Desjardin described Germany’s privacy rules as being especially strict, and said that doctors fear losing their jobs if they unnecessarily report a problem to authorities.
“That’s why I think clearer rules are needed to preserve public security,” he told reporters at a press conference in the French city of Le Bourget.
The BEA recommendations also include peer support groups and other measures to remove the stigma and fear of losing a job that many pilots face for mental health issues.
“The reluctance of pilots to declare their problems and seek medical assistance … needs to be addressed,” the BEA said.
Half an hour into the Germanwings flight, Captain Patrick Sondenheimer handed the controls to Lubitz and went to the restroom. When he returned, Sondenheimer found the cockpit locked from the inside.

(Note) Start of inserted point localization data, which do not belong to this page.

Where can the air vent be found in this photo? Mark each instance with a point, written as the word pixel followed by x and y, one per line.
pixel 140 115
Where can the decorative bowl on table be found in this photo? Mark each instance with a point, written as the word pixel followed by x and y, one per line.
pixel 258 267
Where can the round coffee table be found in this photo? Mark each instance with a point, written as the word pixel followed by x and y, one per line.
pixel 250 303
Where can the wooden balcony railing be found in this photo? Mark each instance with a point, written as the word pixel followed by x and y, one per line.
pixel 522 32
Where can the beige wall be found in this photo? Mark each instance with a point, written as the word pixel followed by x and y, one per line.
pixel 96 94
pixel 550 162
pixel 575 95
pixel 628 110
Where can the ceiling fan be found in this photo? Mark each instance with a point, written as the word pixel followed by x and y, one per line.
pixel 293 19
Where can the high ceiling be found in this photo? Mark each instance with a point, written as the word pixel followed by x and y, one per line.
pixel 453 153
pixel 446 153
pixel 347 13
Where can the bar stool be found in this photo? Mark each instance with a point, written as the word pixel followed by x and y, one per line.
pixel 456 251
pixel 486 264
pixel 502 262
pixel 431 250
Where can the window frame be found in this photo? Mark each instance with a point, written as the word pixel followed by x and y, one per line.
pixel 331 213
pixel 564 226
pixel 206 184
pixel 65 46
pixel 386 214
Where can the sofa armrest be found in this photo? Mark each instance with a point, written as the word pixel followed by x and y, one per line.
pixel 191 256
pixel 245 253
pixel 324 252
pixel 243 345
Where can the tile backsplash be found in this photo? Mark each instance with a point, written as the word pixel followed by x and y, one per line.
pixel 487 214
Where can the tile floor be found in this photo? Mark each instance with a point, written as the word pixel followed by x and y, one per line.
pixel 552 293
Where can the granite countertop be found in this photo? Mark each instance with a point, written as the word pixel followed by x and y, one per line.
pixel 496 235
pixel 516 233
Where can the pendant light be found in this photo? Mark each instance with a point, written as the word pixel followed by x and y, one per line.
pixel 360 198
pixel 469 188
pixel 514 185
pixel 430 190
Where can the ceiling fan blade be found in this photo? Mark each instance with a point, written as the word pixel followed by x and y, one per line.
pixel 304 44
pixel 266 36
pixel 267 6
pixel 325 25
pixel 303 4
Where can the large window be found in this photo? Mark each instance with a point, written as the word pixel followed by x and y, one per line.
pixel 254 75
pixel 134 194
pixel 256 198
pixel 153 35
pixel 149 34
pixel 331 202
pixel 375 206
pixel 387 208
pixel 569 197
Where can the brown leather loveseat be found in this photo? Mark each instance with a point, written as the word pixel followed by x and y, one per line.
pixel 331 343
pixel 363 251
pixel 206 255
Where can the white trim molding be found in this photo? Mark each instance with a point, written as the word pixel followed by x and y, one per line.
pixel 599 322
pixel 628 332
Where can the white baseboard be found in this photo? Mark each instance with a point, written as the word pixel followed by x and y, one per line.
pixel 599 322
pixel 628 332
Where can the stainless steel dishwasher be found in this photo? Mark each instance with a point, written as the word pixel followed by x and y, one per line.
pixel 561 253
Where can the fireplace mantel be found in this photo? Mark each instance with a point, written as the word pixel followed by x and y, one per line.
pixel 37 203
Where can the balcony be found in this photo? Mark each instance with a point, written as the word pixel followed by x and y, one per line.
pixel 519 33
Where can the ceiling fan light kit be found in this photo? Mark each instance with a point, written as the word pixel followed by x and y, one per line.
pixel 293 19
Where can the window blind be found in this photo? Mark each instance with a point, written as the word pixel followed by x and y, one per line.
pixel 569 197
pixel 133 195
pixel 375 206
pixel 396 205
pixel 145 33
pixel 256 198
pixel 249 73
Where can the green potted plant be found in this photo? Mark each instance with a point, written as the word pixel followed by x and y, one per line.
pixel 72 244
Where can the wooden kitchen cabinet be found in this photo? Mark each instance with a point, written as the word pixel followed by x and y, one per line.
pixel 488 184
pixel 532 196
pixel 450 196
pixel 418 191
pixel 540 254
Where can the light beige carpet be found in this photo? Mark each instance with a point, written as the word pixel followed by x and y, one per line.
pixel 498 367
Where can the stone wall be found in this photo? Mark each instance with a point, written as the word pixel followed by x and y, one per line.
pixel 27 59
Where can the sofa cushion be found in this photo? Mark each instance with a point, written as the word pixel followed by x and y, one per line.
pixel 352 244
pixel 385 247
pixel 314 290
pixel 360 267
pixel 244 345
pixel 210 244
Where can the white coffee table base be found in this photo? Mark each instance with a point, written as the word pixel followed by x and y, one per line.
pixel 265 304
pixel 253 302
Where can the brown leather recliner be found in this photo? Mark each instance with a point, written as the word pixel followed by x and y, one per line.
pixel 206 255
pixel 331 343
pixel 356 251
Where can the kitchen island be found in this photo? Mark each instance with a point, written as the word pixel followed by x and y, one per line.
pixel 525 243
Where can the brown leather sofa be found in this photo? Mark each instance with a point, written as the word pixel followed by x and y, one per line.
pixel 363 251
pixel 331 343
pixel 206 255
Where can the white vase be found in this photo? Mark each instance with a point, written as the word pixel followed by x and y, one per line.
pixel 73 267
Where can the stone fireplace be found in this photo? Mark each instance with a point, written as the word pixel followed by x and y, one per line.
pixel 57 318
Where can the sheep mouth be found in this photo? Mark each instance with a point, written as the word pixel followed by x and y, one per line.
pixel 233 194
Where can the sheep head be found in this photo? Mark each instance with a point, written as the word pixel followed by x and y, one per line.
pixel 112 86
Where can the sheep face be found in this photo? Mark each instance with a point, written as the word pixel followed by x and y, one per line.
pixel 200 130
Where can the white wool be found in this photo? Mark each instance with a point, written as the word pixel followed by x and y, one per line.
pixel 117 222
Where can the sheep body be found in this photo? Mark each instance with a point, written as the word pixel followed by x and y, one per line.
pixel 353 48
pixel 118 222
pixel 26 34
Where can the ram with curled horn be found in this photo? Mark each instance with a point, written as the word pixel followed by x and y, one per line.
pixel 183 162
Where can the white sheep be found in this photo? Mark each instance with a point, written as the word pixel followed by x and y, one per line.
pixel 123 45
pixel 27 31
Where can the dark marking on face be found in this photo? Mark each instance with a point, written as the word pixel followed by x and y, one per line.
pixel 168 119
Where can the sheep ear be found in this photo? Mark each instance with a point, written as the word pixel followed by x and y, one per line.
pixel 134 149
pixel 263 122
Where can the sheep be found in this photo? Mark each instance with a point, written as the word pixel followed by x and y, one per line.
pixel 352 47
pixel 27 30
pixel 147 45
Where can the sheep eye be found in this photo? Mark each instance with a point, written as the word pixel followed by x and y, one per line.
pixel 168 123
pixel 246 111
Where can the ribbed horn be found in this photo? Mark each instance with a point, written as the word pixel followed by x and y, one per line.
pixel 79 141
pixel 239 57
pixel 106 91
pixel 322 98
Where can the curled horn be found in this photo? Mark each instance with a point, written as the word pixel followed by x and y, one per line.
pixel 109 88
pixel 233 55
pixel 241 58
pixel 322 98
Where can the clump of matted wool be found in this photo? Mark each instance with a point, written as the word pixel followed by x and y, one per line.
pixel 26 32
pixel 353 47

Lubitz, it seems, had disabled the safety code that would have allowed the pilot to open the door.
Shortly afterward, the Airbus A320 hit the ground near the French village of Le Vernet.
Lubitz had previously been treated for depression and suicidal tendencies, and documents seized by prosecutors show he partly hid his medical history from employers.
Investigators later found evidence that Lubitz had gone online to research suicide methods: “which poison kills painlessly,” ”cyanide” and “cockpit door/code.”
Lubitz interrupted his Lufthansa training for several months due to psychological problems. He was allowed to return in 2009, having received the “all clear” from his doctors — though his aviation record now contained the note “SIC,” meaning “specific regular examination.” Lufthansa said after the crash that it was aware of the depressive episode, but Germanwings, which he joined in 2013, said it had no knowledge of his illness.
Lubitz reportedly received an “all clear” from his Montabaur psychiatrist Dr. Salomon, which he needed to get income protection insurance in case he was unable to continue in his profession.
For many Germanwings victims’ families, the biggest hope of holding someone to account lies in taking Lufthansa to court. Their frustration is heightened by the fact that the company has offered little more than the standard compensation required under German law — 25,000 euros ($27,560) for each victim — plus 10,000 euros to each of the victims’ immediate relatives.
Since the crash, the airline has replaced its Germanwings brand with the name Eurowings.